Bringing Swift to the Apple ][
2 days ago
- #Swift
- #Apple II
- #Retrocomputing
- SwiftII is a Swift-flavored mini development environment for the Apple II series, designed to bring a subset of Swift to vintage hardware.
- The project uses a bytecode interpreter and virtual machine approach, inspired by Apple Pascal's UCSD p-System, to run Swift-like code on the 6502 CPU.
- SwiftII includes a REPL, file browser, text editor, and compiler, all fitting within the 40,704-byte memory constraint of the Apple II under ProDOS.
- The language supports core Swift features like let/var, if/else, loops, functions, optionals, arrays, and strings, but with limitations such as 16-bit Ints and ASCII strings.
- Memory banking is used to extend functionality, with different disk images for machines like the Apple II Plus, IIe, and those with Saturn 128K or auxiliary RAM upgrades.
- Development involved heavy AI assistance (Claude and Codex) over two months, with phased design documents and testing across multiple emulators and hardware configurations.

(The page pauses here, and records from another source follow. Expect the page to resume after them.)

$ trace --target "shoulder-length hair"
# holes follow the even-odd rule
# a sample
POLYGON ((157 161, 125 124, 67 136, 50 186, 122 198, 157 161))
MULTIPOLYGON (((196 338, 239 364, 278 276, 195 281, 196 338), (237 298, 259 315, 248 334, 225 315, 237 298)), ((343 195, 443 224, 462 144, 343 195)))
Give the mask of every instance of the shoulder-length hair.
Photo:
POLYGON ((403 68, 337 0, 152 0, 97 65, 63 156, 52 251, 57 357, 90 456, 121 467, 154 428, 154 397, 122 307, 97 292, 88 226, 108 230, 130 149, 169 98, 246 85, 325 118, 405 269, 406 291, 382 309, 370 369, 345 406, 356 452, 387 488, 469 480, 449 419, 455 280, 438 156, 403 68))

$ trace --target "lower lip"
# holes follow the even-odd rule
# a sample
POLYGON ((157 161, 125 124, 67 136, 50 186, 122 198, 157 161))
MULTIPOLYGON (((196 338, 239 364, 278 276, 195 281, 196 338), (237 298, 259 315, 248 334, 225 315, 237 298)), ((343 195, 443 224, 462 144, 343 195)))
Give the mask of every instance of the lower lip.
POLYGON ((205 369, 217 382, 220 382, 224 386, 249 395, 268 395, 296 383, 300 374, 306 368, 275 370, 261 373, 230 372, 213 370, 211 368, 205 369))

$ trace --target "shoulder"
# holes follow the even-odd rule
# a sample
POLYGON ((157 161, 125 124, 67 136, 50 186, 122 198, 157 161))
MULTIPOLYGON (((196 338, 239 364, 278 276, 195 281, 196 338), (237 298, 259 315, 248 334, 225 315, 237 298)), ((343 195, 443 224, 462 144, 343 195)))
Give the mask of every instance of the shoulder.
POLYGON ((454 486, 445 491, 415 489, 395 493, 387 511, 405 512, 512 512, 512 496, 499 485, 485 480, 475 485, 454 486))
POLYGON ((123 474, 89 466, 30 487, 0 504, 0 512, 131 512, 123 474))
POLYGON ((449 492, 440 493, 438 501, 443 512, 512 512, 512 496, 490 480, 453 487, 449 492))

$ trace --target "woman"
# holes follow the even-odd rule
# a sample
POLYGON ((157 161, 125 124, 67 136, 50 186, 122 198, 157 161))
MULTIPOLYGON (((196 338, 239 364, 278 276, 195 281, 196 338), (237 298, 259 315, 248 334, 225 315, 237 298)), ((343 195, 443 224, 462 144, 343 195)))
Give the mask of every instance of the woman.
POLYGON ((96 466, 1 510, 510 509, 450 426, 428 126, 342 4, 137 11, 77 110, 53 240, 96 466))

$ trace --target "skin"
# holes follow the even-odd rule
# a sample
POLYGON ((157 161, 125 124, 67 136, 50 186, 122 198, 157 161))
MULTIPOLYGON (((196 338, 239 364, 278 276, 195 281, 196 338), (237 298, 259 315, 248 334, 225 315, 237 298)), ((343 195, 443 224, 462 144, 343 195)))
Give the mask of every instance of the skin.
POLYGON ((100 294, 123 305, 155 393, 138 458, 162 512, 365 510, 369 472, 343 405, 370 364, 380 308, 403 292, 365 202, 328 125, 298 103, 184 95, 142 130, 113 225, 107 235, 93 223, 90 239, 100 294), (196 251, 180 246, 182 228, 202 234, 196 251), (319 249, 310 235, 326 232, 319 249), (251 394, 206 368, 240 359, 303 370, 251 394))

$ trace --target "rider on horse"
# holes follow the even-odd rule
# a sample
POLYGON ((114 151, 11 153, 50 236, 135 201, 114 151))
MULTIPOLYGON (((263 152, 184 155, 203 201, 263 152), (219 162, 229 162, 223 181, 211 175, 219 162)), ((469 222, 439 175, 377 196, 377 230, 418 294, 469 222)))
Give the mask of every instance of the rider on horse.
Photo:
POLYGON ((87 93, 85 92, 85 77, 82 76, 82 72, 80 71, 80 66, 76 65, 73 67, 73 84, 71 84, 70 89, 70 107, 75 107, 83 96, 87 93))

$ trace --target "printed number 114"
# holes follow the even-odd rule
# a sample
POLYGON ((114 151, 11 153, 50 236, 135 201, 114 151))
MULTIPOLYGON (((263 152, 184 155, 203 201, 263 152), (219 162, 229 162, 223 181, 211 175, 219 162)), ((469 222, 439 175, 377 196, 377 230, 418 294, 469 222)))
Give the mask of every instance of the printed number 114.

- The project emphasizes user experience, with adaptations for pre-IIe keyboard and display limitations, including digraphs and case markers for typing Swift code.
- It ships as nine disk images, catering to different hardware setups and feature sets, with automated testing to ensure compatibility across various Apple II models.
- SwiftII demonstrates the feasibility of porting modern programming language concepts to vintage systems, honoring the legacy of the Apple II and its open architecture.